As for the reason why I resist, that’s not a mystery either - the closing statement of my last reply to you succinctly outlines why I don’t see the benefit of run-time configuration worth the downside, but to re-summarize: the benefit is small, and the downside is large.

I would contend with this statement as well; the fact that binaries exist for distribution (even if they were officially provided and maintained) via popular package managers does not preclude, in the slightest, the ease with which one can retrieve a binary from anywhere else (including any other unofficial package).

rugk · April 30, 2018, 7:24pm

That’s the concept of distribution packages. Upstream can (and should) of course help, but basically it is the downstream (the packager for the distro), who packages the software.
That’s why all distro packages are unofficial, but actually you should not care. At least not imply that this is bad. This is just how it works!

You have never explained that. You never gave any stats for that.

And again, you never responded to my argument that no other software (to some extend – even Windows) disallows the user of a software to configure a telemetry setting at runtime.
So you would set q quite bad precedent in the FLOSS world at least. I doubt you want that.

Hell, yes, but who cares? No, your way of installing Caddy is not “the best”. It just is not! When users want to install it via proven standard ways of installing software on Linux (distro system packages), they can do so and should not have ridiculous disadvantages, such as not having a way to opt-out or opt-in (yes, in case a distro disables telemetry by default a runtime config can actually help you to get more stats!).

If you want to punish users, who do not follow your shiny “I download random binaries from the internet/shell and put them onto my system” install method, then sure, do so, but don’t complain if you get users in rage then.

And there are quite enough advantages of using system distros as it has been discussed in your linked thread already.
So don’t disregard people who deliberately choose to install it via system distros. They want to do so and they want to configure telemetry. And if it is a very hidden setting, they want to have a way…

Whitestrake · May 1, 2018, 12:30am

I hope you can forgive the implication that package managers are bad.
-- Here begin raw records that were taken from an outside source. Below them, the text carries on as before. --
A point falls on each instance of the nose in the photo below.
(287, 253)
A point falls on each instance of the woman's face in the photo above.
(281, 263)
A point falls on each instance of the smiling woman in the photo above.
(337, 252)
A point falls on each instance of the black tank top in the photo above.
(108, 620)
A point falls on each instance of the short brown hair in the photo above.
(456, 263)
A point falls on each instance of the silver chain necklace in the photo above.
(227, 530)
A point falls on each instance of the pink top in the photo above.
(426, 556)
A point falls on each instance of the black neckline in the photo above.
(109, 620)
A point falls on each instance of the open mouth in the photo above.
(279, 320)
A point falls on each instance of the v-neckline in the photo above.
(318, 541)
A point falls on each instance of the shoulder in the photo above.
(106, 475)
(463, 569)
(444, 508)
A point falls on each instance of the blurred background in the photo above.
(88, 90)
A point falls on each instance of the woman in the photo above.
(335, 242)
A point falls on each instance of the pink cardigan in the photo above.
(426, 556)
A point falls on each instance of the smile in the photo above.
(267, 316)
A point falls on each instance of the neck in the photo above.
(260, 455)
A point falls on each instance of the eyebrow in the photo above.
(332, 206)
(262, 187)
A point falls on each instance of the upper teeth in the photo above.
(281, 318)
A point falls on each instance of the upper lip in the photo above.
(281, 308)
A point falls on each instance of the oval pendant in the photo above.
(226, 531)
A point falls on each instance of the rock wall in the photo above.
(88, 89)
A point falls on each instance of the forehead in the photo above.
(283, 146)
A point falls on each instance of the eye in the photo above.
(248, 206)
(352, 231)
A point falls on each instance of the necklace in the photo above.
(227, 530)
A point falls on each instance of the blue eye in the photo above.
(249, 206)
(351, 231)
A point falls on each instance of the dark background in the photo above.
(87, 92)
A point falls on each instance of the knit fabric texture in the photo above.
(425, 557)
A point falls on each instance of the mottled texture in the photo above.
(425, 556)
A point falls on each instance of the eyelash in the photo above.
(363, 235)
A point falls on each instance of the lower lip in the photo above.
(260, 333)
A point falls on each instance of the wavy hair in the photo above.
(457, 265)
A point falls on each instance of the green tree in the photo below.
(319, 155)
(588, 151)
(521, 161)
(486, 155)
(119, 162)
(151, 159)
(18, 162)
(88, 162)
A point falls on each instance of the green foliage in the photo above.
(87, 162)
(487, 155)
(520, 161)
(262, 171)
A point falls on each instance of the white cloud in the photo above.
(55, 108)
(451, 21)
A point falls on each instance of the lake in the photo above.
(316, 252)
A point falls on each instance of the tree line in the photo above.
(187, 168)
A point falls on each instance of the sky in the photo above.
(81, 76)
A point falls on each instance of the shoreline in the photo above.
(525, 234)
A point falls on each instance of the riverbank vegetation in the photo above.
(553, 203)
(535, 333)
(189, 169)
It was not my intention.

No, I guess I didn’t. I’ll address it by quoting from earlier in the thread, though:

Without measuring it, we simply don’t know how representative the data we have is (I’m getting dangerously close to tautology here).

My understanding is that it’s difficult to quantify the statistical significance of what’s lost, because by its very nature it becomes an unknown. But you’re right in that nobody’s given any stats in Caddy’s case. I don’t think there are any yet. I’m happy to be contradicted here if anyone’s got more information.

Sorry, I didn’t see where you made that point earlier. To take your example and run with it, Windows lets you configure (to a very limited extent) the level of data-gathering. In case you missed part of the announcement post, on top of the capability to totally opt-out from the outset, Caddy also plans to do this. Here’s the relevant section (emphasis mine):

You will be in control of your telemetry: you may always choose to not participate in it. In fact, the telemetry server has the ability to remotely disable (but NOT enable!) telemetry in Caddy instances at any time if deemed necessary. It can also disable certain metrics if that is needed.

– https://caddyserver.com/blog/caddy-0_11-telemetry#your-controls-and-privacy

I didn’t make this assertion, and nor did you, so it would be asinine of me to remind you in turn that your own way of installing Caddy is likewise not the best.

There are many ways to install software. I’m a huge fan of Docker, myself - my home lab runs off a single docker-compose.yml file. Package managers are great too.

But I’m opinionated, I find inflexibility to be a poor quality in a system administrator. And I don’t think the problems you might have with your one source of many possible sources for Caddy compare favourably with the downside of accommodating them. It’s a discussion, though, and the devs are listening to many opinions; mine is just one of them here, yours is equally valid.